Now in his eighties the man was ten years old when the bomb struck. He has spent the rest of his life recounting his experience in the hope that no one else will ever encounter similar tragedy.. The story he shared was heart wrenching and there were many tears in the audience, including from our guide and translator, as he recalled the truly unimaginable horrors of that morning and the days that followed. Needless to say that words, whether coming from me or someone that lived through the experience, cannot describe it adequately. The meeting was a powerful ending to our day touring the Hiroshima Peace Park. I'm sure talking about deterrence, proliferation, and the other political aspects of nuclear weapons as we so often do in international affairs will now come with a bit more weight attached.
Iwakuni Castle |
Over the 24 hours we spent with the Kondo family what surprised me most weren't the differences from life in Canada, but the similarities. That's not to say the differences were hard to see. Having cod roe and raw egg for breakfast and reserving bath water for the next person stand out among the more prominent foreign experiences. But in a broader sense, daily life in Hiroshima is pretty relateable to life in Canada. We spent the afternoon entertaining young Ryota by playing Hot Wheels and various card games. Keiko's parents joined us for dinner which brought an oddly reminiscent feeling to the house. Dinners at home with my own grandparents were a common feature of my childhood and to see this set of grandparents spoil their grandson brought back many close memories. It may have helped that they brought a bottle of sake which we promptly polished off. In the morning we walked the short distance to a small park where players from the local Hiroshima Carp baseball team were posing for pictures and playing catch with kids. The local fire department was running the grill and even though they were handing out oysters instead of hot dogs the atmosphere and participants were not all that different from what you'd expect to see at the park in my own hometown. There are certainly universal values that can be seen around the world and family and community are important everywhere.

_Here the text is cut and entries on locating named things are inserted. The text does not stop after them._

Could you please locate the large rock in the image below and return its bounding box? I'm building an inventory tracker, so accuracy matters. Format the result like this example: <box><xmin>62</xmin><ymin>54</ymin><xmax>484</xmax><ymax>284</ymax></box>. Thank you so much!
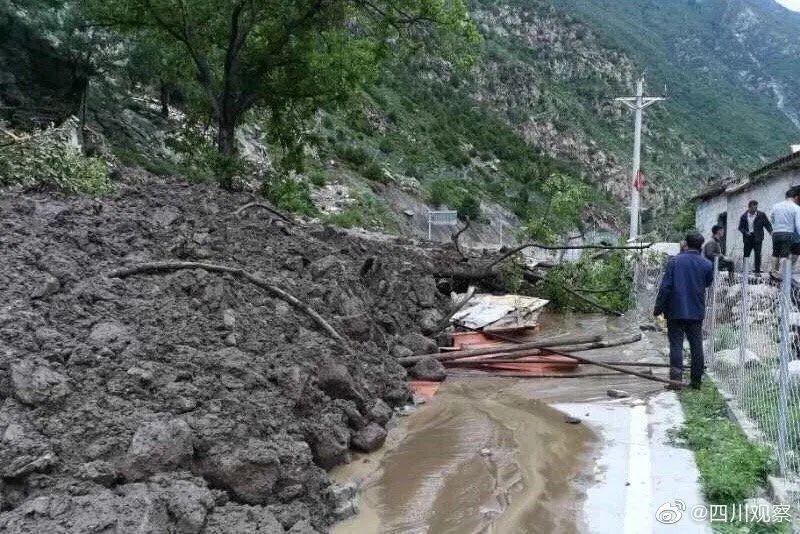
<box><xmin>199</xmin><ymin>439</ymin><xmax>280</xmax><ymax>504</ymax></box>
<box><xmin>309</xmin><ymin>255</ymin><xmax>345</xmax><ymax>280</ymax></box>
<box><xmin>122</xmin><ymin>419</ymin><xmax>194</xmax><ymax>480</ymax></box>
<box><xmin>11</xmin><ymin>360</ymin><xmax>70</xmax><ymax>406</ymax></box>
<box><xmin>203</xmin><ymin>503</ymin><xmax>284</xmax><ymax>534</ymax></box>
<box><xmin>317</xmin><ymin>362</ymin><xmax>365</xmax><ymax>407</ymax></box>
<box><xmin>31</xmin><ymin>273</ymin><xmax>61</xmax><ymax>299</ymax></box>
<box><xmin>367</xmin><ymin>399</ymin><xmax>392</xmax><ymax>425</ymax></box>
<box><xmin>89</xmin><ymin>321</ymin><xmax>129</xmax><ymax>347</ymax></box>
<box><xmin>350</xmin><ymin>423</ymin><xmax>386</xmax><ymax>452</ymax></box>
<box><xmin>400</xmin><ymin>333</ymin><xmax>439</xmax><ymax>356</ymax></box>
<box><xmin>307</xmin><ymin>425</ymin><xmax>350</xmax><ymax>469</ymax></box>
<box><xmin>411</xmin><ymin>358</ymin><xmax>447</xmax><ymax>382</ymax></box>
<box><xmin>0</xmin><ymin>479</ymin><xmax>214</xmax><ymax>534</ymax></box>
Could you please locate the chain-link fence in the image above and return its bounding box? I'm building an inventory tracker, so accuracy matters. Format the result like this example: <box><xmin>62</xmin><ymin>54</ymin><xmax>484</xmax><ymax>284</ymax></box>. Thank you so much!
<box><xmin>634</xmin><ymin>255</ymin><xmax>800</xmax><ymax>510</ymax></box>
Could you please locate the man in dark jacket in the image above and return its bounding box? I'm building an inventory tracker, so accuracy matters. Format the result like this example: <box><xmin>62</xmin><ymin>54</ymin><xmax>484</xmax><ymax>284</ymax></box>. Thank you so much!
<box><xmin>653</xmin><ymin>233</ymin><xmax>714</xmax><ymax>388</ymax></box>
<box><xmin>739</xmin><ymin>200</ymin><xmax>772</xmax><ymax>273</ymax></box>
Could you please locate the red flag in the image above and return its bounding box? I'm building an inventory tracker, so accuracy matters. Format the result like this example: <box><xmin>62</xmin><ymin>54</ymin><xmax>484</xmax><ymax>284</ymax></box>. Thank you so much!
<box><xmin>633</xmin><ymin>169</ymin><xmax>647</xmax><ymax>193</ymax></box>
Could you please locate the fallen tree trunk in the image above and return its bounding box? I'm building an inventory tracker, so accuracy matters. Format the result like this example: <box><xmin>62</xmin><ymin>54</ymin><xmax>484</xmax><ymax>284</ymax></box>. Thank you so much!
<box><xmin>522</xmin><ymin>269</ymin><xmax>623</xmax><ymax>317</ymax></box>
<box><xmin>445</xmin><ymin>358</ymin><xmax>670</xmax><ymax>368</ymax></box>
<box><xmin>233</xmin><ymin>202</ymin><xmax>295</xmax><ymax>224</ymax></box>
<box><xmin>458</xmin><ymin>323</ymin><xmax>642</xmax><ymax>359</ymax></box>
<box><xmin>107</xmin><ymin>261</ymin><xmax>352</xmax><ymax>352</ymax></box>
<box><xmin>486</xmin><ymin>243</ymin><xmax>653</xmax><ymax>269</ymax></box>
<box><xmin>544</xmin><ymin>349</ymin><xmax>683</xmax><ymax>386</ymax></box>
<box><xmin>397</xmin><ymin>336</ymin><xmax>601</xmax><ymax>366</ymax></box>
<box><xmin>450</xmin><ymin>371</ymin><xmax>619</xmax><ymax>378</ymax></box>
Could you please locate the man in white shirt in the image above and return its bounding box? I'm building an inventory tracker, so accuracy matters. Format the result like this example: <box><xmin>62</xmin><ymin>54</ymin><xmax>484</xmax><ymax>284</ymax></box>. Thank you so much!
<box><xmin>770</xmin><ymin>186</ymin><xmax>800</xmax><ymax>279</ymax></box>
<box><xmin>739</xmin><ymin>200</ymin><xmax>772</xmax><ymax>274</ymax></box>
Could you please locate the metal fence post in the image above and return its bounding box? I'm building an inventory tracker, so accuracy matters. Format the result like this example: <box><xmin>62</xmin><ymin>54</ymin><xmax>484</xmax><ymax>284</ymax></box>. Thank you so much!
<box><xmin>708</xmin><ymin>258</ymin><xmax>719</xmax><ymax>354</ymax></box>
<box><xmin>736</xmin><ymin>258</ymin><xmax>750</xmax><ymax>394</ymax></box>
<box><xmin>778</xmin><ymin>258</ymin><xmax>792</xmax><ymax>476</ymax></box>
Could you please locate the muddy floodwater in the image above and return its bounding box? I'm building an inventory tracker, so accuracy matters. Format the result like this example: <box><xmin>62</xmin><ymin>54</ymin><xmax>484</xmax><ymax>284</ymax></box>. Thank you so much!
<box><xmin>334</xmin><ymin>378</ymin><xmax>594</xmax><ymax>534</ymax></box>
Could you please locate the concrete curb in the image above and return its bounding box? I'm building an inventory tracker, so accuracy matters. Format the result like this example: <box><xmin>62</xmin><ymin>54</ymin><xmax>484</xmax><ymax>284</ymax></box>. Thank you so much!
<box><xmin>706</xmin><ymin>373</ymin><xmax>800</xmax><ymax>533</ymax></box>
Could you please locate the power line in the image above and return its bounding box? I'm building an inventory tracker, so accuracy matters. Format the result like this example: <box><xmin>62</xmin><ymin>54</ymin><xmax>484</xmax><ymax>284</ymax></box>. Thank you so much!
<box><xmin>614</xmin><ymin>76</ymin><xmax>666</xmax><ymax>241</ymax></box>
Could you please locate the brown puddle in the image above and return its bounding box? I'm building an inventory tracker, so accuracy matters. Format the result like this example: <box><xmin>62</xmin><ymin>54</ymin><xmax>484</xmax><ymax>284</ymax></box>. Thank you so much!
<box><xmin>334</xmin><ymin>379</ymin><xmax>594</xmax><ymax>534</ymax></box>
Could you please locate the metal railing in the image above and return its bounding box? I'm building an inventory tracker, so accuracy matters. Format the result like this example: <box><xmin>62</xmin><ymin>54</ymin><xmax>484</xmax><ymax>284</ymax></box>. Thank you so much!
<box><xmin>634</xmin><ymin>255</ymin><xmax>800</xmax><ymax>512</ymax></box>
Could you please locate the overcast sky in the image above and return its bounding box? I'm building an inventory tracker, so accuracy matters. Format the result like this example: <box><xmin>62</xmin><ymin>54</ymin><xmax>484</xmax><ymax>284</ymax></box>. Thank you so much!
<box><xmin>777</xmin><ymin>0</ymin><xmax>800</xmax><ymax>11</ymax></box>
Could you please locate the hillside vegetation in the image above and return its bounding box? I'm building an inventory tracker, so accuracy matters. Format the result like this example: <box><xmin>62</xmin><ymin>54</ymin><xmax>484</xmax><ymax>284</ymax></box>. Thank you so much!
<box><xmin>0</xmin><ymin>0</ymin><xmax>800</xmax><ymax>241</ymax></box>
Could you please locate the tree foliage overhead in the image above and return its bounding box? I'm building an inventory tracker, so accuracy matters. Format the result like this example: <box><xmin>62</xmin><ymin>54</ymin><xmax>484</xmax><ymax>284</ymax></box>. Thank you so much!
<box><xmin>87</xmin><ymin>0</ymin><xmax>478</xmax><ymax>172</ymax></box>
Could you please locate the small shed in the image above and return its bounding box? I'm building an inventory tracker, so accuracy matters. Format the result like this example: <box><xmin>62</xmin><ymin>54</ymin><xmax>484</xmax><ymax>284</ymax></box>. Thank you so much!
<box><xmin>694</xmin><ymin>151</ymin><xmax>800</xmax><ymax>263</ymax></box>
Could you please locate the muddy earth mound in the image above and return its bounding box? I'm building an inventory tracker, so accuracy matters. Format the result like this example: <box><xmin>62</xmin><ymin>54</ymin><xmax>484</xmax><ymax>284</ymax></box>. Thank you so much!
<box><xmin>0</xmin><ymin>173</ymin><xmax>447</xmax><ymax>533</ymax></box>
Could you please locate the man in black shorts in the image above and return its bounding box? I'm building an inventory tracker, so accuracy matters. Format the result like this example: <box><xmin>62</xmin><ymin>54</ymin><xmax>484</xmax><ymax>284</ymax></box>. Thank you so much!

Our three day stay in Hiroshima included a bizarre range of ups and downs in such a short period of time. From hearing the stories of someone who is hopefully among the last people to experience an atomic bomb to laughing around the dining room table with our host family. The experiences we had come from a side of Japan that few foreigners are privileged to encounter and have helped add a new depth of colour to my view of the country.